When used in massage the essential oils are absorbed into the blood stream via the skin. The touch aspect of massage is also of benefit (with or without essential oils) as it can stimulate the production of endorphins that help to reduce stress and agitation, lift the mood and reduce pain. It can also have beneficial effects on sleep quality and the immune system.
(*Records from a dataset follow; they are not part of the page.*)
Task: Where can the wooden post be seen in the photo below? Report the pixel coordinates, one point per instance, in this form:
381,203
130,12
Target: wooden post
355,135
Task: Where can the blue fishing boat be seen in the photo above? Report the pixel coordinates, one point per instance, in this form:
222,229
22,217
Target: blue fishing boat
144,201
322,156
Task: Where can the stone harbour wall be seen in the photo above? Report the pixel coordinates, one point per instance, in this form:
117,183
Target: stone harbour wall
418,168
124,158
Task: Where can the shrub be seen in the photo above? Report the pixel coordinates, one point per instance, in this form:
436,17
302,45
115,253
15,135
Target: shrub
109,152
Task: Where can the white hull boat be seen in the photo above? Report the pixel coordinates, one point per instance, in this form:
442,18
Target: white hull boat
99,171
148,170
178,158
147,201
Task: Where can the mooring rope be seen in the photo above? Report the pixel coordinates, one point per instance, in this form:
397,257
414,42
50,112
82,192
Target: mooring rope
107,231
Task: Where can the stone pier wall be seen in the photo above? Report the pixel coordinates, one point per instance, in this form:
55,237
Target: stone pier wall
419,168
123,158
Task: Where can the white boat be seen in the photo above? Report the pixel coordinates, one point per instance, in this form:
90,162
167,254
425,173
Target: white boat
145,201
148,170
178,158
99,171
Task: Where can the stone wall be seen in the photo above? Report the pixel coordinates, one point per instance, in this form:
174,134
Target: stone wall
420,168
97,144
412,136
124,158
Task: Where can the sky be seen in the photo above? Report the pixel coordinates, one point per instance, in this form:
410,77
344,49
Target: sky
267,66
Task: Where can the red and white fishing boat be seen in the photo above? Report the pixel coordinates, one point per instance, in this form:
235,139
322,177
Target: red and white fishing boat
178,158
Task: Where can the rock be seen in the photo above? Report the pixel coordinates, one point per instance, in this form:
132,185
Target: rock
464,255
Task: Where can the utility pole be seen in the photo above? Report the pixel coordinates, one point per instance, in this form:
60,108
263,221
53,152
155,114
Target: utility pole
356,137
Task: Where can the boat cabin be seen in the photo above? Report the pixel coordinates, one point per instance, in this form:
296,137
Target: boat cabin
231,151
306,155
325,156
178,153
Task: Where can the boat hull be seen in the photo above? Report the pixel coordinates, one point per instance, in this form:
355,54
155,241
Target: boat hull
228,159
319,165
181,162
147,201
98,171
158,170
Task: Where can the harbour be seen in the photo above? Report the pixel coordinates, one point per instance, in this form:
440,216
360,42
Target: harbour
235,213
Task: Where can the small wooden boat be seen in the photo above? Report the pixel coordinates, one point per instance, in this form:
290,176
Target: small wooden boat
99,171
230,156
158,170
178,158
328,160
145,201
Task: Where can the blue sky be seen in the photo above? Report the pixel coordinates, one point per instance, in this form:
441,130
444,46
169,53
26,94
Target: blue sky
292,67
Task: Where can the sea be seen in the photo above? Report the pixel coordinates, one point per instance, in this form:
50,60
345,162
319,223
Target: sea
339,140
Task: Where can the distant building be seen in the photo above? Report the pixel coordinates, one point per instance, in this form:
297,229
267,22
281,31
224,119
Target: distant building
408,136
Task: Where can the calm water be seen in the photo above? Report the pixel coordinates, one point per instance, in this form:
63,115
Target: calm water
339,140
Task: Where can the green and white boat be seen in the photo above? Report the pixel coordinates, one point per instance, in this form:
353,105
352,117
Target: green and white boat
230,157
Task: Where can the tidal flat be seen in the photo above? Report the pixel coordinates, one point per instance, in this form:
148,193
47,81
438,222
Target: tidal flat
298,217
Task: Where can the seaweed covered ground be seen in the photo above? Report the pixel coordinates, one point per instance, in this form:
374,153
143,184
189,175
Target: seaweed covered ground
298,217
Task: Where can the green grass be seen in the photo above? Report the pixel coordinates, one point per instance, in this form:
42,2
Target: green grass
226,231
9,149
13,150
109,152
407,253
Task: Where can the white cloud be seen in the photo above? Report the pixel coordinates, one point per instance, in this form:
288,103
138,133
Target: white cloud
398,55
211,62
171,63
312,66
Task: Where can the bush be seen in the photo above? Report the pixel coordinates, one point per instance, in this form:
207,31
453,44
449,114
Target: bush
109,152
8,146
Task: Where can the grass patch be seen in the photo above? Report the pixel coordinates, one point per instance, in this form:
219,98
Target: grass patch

Our aromatherapist, Nicole Barton, offers a couple of suggestions on how to use the recommended essential oils to best effect.

Diffusion

To help uplift the mood and boost memory add 3 drops of Bergamot, 2 drops of Lemon and 1 drop of Rosemary oil to an essential oil diffuser. Diffuse earlier in the day in short bursts for up to 15 minutes. Bergamot is often called 'Nature's prozac' and is an excellent choices for relieving anxiety, stress and depression – having uplifting, yet relaxing qualities.

Massage

To help connect with loved ones mix 3 drops of Lavender and 3 drops of Sweet Orange essential oil into 20ml of Grapeseed oil. Use for massaging areas such as hands and feet, working with gentle strokes in a direction towards the heart.


Sharon Lovett
Marketing Manager


References

  1. Daiki Jimbo, Yuki Kimura, Miyako Taniguchi, Masashi Inoue, Katsuya Urakami. Effect of Aromatherapy on Patients With Alzheimer's Disease. Psychogeriatrics. 2009 Dec;9(4):173-9.
  2. Ballard CG, OʼBrein JT, Reichelt K, Perry EK. Aromatherapy as a safe and effective treatment for the management of agitation in severe dementia: the results of a double-blind placebo-controlled trial with Melissa . J Clin Psychiatry 2002; 63: 553-558.
  3. Pamela Wan-ki Lin, Wai-chi Chan, Bacon Fung-leung Ng, Linda Chiu-wa Lam. Efficacy of aromatherapy (Lavandula angustifolia) as an intervention for agitated behaviours in Chinese older persons with dementia: a cross‐over randomized trial. Int J Geriatr Psychiatry. 2007 May;22(5):405-10.